Si chiamerà Piccola Casa Aut e sarà un ambulatorio solidale e un centro di servizi per le famiglie all’interno di un villino confiscato alla criminalità organizzata nel quartiere San Girolamo di Bari. Il progetto, promosso dal Consorzio Beata Chiara e vincitore di un bando del Comune di Bari per la concessione di beni sottratti alle mafie locali, ha visto questa mattina l’avvio dei lavori di ristrutturazione con un gesto simbolico: l’abbattimento del muro che chiudeva la porta di ingresso all’immobile da parte dei ragazzi di Libera Associazioni, nomi e numeri contro le mafie arrivati a Bari da tutta Italia per un campo tematico proprio sui beni confiscati.

«Il contrasto alla criminalità organizzata con le operazioni di polizia, le indagini giudiziarie e i processi – ha commentato Simona Filoni, sostituto procuratore antimafia – non basterebbe se non ci fosse la collaborazione delle vittime e lo sviluppo di una coscienza sociale: l’abbattimento di questo muro testimonia oggi che l’antimafia diventa sociale grazie alla partecipazione dei cittadini, delle cooperative, delle associazioni che ci danno la forza per contrastare le mafie».

«La lotta alle mafie – le ha fatto eco la dirigente della sezione Antimafia sociale della Regione Puglia, Annatonia Margiotta – non si ferma soltanto alla confisca, ma si compie con la riappropriazione del bene confiscato da parte della comunità». «Questo è il primo bene confiscato che viene assegnato da questa Amministrazione comunale – ha sottolineato l’assessore al Patrimonio del Comune di Bari, Vito Lacoppola – lungo un percorso cominciato molti anni fa.

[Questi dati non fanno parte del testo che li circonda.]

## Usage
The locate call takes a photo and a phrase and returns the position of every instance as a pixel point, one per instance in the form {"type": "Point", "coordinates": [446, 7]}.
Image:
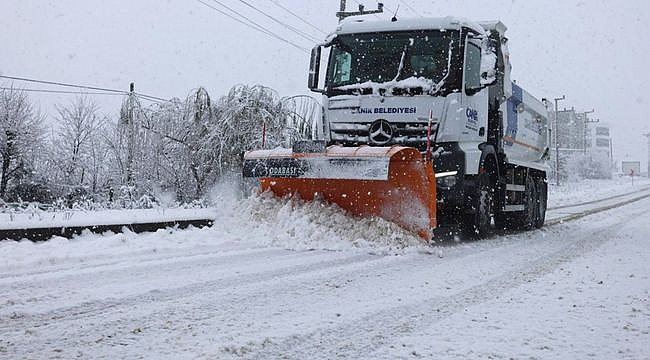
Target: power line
{"type": "Point", "coordinates": [376, 15]}
{"type": "Point", "coordinates": [250, 24]}
{"type": "Point", "coordinates": [78, 86]}
{"type": "Point", "coordinates": [297, 16]}
{"type": "Point", "coordinates": [410, 7]}
{"type": "Point", "coordinates": [61, 91]}
{"type": "Point", "coordinates": [295, 30]}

Nelle prossime settimane proseguiremo nell’impegno di rendere patrimonio della comunità cittadina i beni sottratti alla criminalità organizzata e con il sindaco Antonio Decaro faremo in modo che sia sventato il rischio che decine di immobili possano essere venduti, come era nei progetti del precedente governo, finendo così di nuovo nelle mani di coloro ai quali erano stati sottratti, magari attraverso prestanome».

«La mafia – ha rimarcato la pm della Dda di Bari – trova terreno fertile dove lo Stato non c’è: tutta la normativa a tutela delle vittime e sul riuso dei beni confiscati deve andare nella direzione del senso del “noi” attraverso la legalità che si afferma, una giustizia che a volte è lenta ma certamente colpisce il crimine, e cittadini e associazioni che fanno rete».

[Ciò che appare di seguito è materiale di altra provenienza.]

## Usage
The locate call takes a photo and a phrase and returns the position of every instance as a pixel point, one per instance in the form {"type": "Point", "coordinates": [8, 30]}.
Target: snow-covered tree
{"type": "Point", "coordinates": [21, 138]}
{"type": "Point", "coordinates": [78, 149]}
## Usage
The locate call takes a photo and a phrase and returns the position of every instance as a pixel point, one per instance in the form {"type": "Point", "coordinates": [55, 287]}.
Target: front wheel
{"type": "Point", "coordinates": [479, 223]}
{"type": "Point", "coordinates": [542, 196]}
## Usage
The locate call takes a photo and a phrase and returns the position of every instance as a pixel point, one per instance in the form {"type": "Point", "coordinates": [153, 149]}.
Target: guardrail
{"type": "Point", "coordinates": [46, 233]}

«Ringrazio il Consorzio Beata Chiara – ha dichiarato l’assessore al Welfare, Francesca Bottalico – per aver dato avvio a questo progetto, che auspichiamo possa essere davvero un luogo di incontro per il quartiere e per la città, perché la vera forza arriva dal basso: è la speranza che sa andare oltre la paura, e in questo senso mi auguro che questo sia un luogo di speranza».

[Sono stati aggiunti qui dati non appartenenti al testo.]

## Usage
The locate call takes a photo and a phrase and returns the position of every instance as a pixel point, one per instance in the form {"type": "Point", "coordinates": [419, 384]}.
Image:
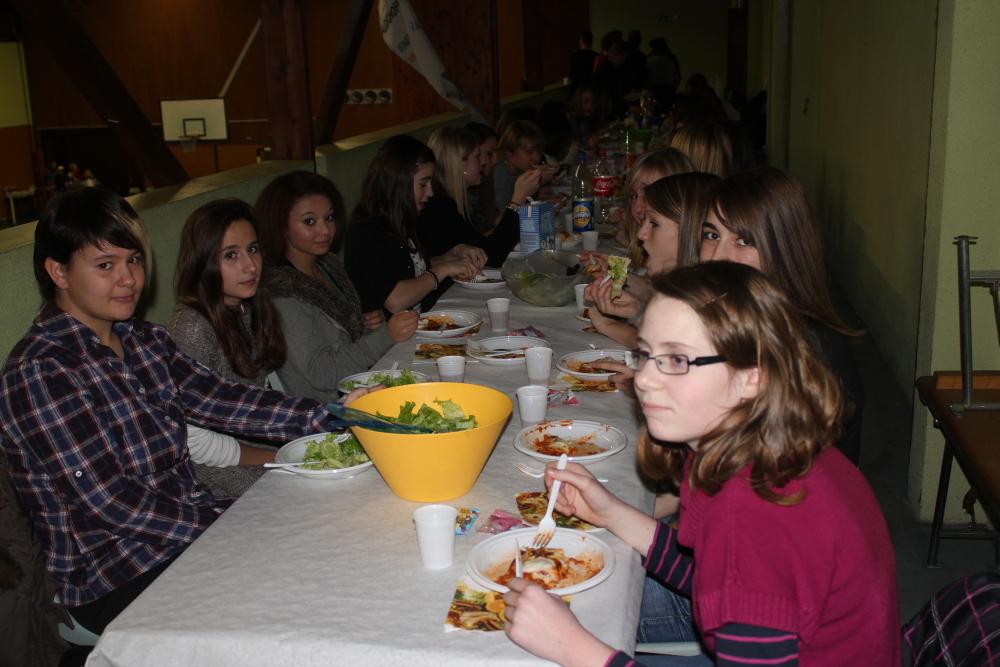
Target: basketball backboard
{"type": "Point", "coordinates": [204, 119]}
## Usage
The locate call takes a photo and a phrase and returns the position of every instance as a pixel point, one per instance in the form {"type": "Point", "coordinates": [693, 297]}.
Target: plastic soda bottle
{"type": "Point", "coordinates": [583, 197]}
{"type": "Point", "coordinates": [603, 185]}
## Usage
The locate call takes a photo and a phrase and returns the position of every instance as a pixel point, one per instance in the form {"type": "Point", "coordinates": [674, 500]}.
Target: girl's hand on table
{"type": "Point", "coordinates": [402, 325]}
{"type": "Point", "coordinates": [373, 319]}
{"type": "Point", "coordinates": [543, 624]}
{"type": "Point", "coordinates": [457, 269]}
{"type": "Point", "coordinates": [596, 262]}
{"type": "Point", "coordinates": [358, 393]}
{"type": "Point", "coordinates": [472, 253]}
{"type": "Point", "coordinates": [622, 379]}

Di «speranza» ha parlato anche don Angelo Cassano a nome del presidio cittadino di Libera, sottolineando come sia «fondamentale l’aggettivo sociale accanto alla parola riuso, perché sociale significa “noi” e perché soltanto coordinandoci riusciamo a costruire una coscienza civile e coraggiosa che sappia prendere posizione: ogni silenzio è complice». «Con questa iniziativa – ha affermato Mario Dabbicco, presidente regionale di Libera – dimostriamo che è possibile riutilizzare i beni confiscati con progetti che mettano al centro la relazione con il territorio, con le parrocchie, le associazioni, la comunità».

«Piccola Casa Aut – ha spiegato Antonio Cantoro, presidente del consorzio – sorge in Lungomare IX maggio, una data che richiama alla mente il giorno in cui fu trovato il cadavere di Peppino Impastato ucciso da Cosa nostra perché attraverso Radio Aut si faceva beffa di Tano Badalamenti e del suo clan: oggi noi vogliamo ripartire da quella idea di impegno sociale per realizzare un luogo aperto al territorio che possa essere vissuto da tutta la città come casa propria, un luogo di incontro, di testimonianza, di impegno comune in favore della nostra comunità».

Il progetto ha già messo in rete la collaborazione delle cooperative Socialia e Magnolia, della associazione sportiva Da mo vela, del Centro siciliano di documentazione Giuseppe Impastato onlus, del Corpo consolare Puglia Basilicata e Molise, del Consolato onorario di Georgia in Puglia, e della Associazione italo-georgiana Bari, InConTra, Aifa – Associazione italiana famiglie Adhd, Associazione nazionale persone con malattie reumatologiche e rare, Associazione Parkinson Puglia, Aito – Alleanza contro il tumore ovarico Bari.